JobTrainer much like the other pandemic fiscal responses represents a significant cost to the government budget.
On a cost front, the underlying cash deficit, according to Treasurer Frydenberg, is expected to be $85.8b in 2019-2020 (4.3% of GDP), which will balloon out to 9.7% of GDP in 2021. Furthermore, gross debt was $684b on June 30, 2020 (34.4% of GDP) and will grow to 45% of GDP in 2021. Net Debt in 2021 is modelled to grow to $677b. This includes the expenditure costs of JobKeeper, JobSeeker, JobMaker and now JobTrainer.
Government revenues, largely from the progressive taxation system, are also expected to decline by $14b, although will not increase as a share of GDP due to projected economic growth emerging out of a global lockdown in 2021.
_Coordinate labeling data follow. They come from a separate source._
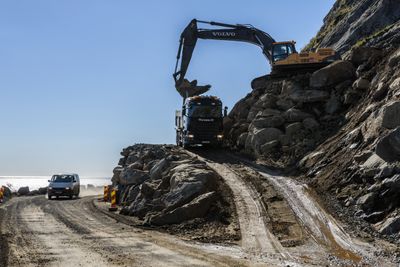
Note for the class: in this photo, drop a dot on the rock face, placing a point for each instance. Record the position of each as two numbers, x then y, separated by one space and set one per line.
388 148
350 22
333 74
23 191
283 119
163 185
341 124
359 163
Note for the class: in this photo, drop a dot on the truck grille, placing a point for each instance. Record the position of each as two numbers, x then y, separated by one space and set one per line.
205 130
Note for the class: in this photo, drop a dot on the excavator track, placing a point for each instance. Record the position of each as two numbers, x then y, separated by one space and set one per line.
285 71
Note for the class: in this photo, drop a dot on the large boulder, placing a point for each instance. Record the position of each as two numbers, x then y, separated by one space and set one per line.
187 182
390 226
132 176
361 84
395 58
388 148
265 135
309 96
332 74
296 115
360 55
158 168
197 208
23 191
391 115
268 122
395 85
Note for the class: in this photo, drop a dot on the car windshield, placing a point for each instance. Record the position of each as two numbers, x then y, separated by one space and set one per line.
208 111
62 178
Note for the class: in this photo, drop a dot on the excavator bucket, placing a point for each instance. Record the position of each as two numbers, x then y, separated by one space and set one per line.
188 89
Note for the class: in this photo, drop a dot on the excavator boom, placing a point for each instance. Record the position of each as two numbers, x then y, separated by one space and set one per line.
282 56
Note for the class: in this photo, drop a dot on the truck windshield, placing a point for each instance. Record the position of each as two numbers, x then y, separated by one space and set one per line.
205 111
62 178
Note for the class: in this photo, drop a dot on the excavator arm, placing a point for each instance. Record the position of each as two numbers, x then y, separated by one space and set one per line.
228 32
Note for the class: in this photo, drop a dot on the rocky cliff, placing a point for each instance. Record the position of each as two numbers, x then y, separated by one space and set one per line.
358 23
340 126
162 185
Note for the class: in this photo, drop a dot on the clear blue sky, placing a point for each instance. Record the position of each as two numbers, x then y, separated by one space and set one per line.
80 80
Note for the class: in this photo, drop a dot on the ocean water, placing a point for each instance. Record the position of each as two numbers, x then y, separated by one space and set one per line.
34 182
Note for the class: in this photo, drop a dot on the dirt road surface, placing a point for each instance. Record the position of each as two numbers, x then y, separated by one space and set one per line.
40 232
326 240
292 229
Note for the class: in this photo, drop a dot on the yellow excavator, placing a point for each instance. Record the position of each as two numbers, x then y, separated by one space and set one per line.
282 56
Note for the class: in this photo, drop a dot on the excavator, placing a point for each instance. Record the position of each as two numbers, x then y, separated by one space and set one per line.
282 56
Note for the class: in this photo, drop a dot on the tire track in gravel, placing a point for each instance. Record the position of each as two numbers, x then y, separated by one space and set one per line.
327 232
123 244
257 240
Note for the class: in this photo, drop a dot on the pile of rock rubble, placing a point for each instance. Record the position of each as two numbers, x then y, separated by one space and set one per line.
161 185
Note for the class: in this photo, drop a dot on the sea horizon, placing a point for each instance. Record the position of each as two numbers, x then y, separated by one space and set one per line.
34 182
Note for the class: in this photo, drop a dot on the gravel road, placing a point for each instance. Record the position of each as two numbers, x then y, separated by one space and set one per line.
42 232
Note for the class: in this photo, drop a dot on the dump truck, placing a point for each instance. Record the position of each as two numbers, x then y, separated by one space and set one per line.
282 56
200 121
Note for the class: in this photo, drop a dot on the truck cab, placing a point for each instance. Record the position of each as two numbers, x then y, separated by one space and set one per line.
64 184
200 122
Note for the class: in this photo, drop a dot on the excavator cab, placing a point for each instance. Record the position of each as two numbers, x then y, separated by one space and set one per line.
282 50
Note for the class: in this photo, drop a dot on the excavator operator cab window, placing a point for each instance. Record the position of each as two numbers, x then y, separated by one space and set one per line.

External stability is also being jeopardised by the increasing costs of Automatic Stabilizers. The absence of healthy taxation receipts and the growth of long term transfer payments mean this aspect of fiscal expenditure will provide an extended weight on the government’s ability to reduce its debt. Personal income tax and capital gains tax are very sensitive to cyclical changes to economic activity. Thus, the government expects that its key revenue source will not provide the injection it needs.
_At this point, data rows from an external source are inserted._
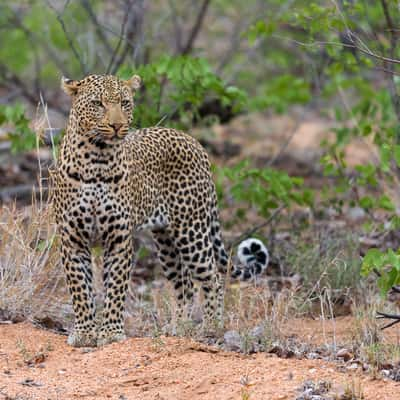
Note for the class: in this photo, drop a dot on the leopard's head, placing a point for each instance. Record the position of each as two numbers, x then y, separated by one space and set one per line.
102 105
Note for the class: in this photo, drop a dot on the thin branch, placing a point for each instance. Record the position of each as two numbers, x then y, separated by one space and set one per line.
121 36
33 37
256 228
99 32
68 37
391 83
352 46
187 48
134 25
396 318
177 27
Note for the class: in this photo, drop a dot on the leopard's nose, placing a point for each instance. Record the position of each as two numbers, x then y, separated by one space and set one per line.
116 127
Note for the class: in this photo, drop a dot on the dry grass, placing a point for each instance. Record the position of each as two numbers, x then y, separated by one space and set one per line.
31 279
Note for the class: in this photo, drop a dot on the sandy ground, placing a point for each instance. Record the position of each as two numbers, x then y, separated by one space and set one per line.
162 369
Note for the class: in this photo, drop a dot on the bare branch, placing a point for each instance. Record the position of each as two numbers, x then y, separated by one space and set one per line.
177 27
34 38
352 46
99 32
68 37
196 28
121 37
134 23
395 318
391 83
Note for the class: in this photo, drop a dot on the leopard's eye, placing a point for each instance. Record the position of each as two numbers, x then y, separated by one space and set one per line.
97 103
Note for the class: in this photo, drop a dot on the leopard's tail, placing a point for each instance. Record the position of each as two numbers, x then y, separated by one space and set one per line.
252 254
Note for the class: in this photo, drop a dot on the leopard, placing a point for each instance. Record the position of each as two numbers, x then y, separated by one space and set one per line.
112 181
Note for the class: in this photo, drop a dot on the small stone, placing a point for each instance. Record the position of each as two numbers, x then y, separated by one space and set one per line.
258 332
232 341
345 354
356 213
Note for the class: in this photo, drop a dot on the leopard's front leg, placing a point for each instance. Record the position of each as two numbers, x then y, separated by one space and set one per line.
118 257
76 259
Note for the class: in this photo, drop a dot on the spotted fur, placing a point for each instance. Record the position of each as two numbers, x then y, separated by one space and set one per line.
110 182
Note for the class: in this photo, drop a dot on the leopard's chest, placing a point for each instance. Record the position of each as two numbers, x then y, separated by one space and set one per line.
96 209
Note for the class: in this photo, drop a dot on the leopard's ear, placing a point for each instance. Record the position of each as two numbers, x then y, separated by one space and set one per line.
70 86
134 82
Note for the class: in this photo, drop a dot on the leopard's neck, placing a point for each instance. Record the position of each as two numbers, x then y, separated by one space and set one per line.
85 157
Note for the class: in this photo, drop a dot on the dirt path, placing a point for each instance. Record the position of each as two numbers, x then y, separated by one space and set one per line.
163 369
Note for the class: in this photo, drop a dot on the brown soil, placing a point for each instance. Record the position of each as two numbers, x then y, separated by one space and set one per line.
36 364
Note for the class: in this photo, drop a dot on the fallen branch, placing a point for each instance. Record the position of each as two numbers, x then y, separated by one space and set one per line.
394 317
Despite Frydenberg’s announcement that “all Australian pandemic expenditure is on borrowed money”, Australia have still been selective where funds are being directed, ensuring allocative efficiency. JobTrainer and other support measures have not appeared to damage lending confidence, or investor sentiment much at all. Australia has still convincingly maintained its AAA credit rating, and the government is exploiting record low domestic interest rates (0.25%) to minimise the costs of servicing debt. Once emerging from this pandemic, encouraging projected growth and economic restructuring is expected to stabilize government debt as a share of the economy. Consequently, Australia is on track to “service its external foreign financial obligations without sacrificing internal stability”
In his MYEFO (Mid-Year Economic and Fiscal Outlook), Frydenberg regards historical low bond yields as key to Australia’s absence of external stability concerns, and confidence in servicing debt.
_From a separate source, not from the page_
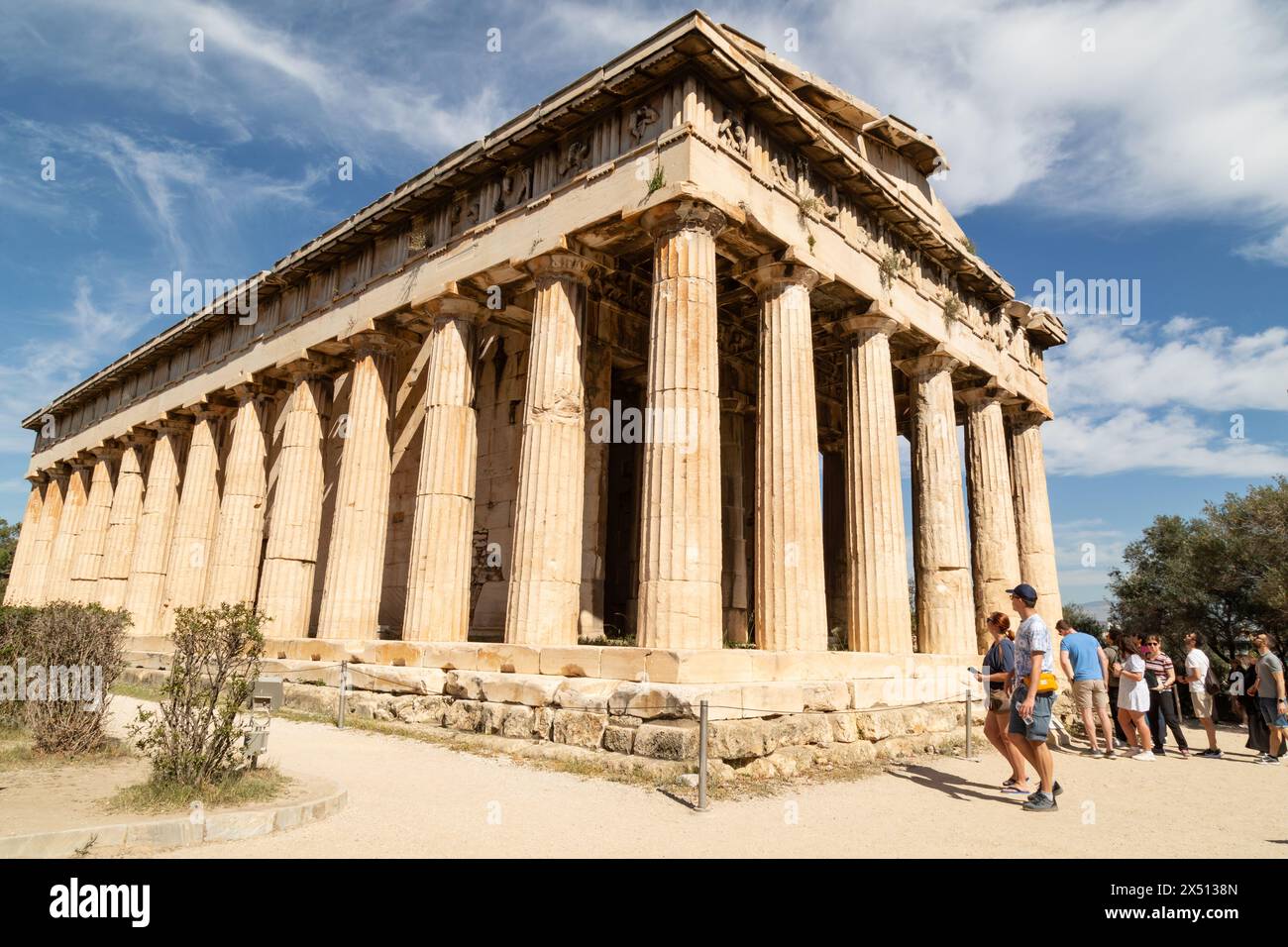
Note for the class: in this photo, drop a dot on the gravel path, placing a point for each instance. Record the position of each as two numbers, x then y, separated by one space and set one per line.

Bond Yields are the simply the expected returns an investor receives each year over the bond’s maturity (how long it exists for). Bonds are loans made by investors to institutions who issue them, largely businesses and the government, who use bonds in order to borrow money, usually over a long period of time.
Bond yields in Australia are below 1%, and are expected to fall even further below 0.5%, and Treasury bonds (borrowings issued by the US government) are projected to fall to 0.8% by next year. This represents extremely low debt servicing costs, and will allow the government to extensively borrow and continue to support the benefits of automatic stabilisers without serious concern for how to service interest payments.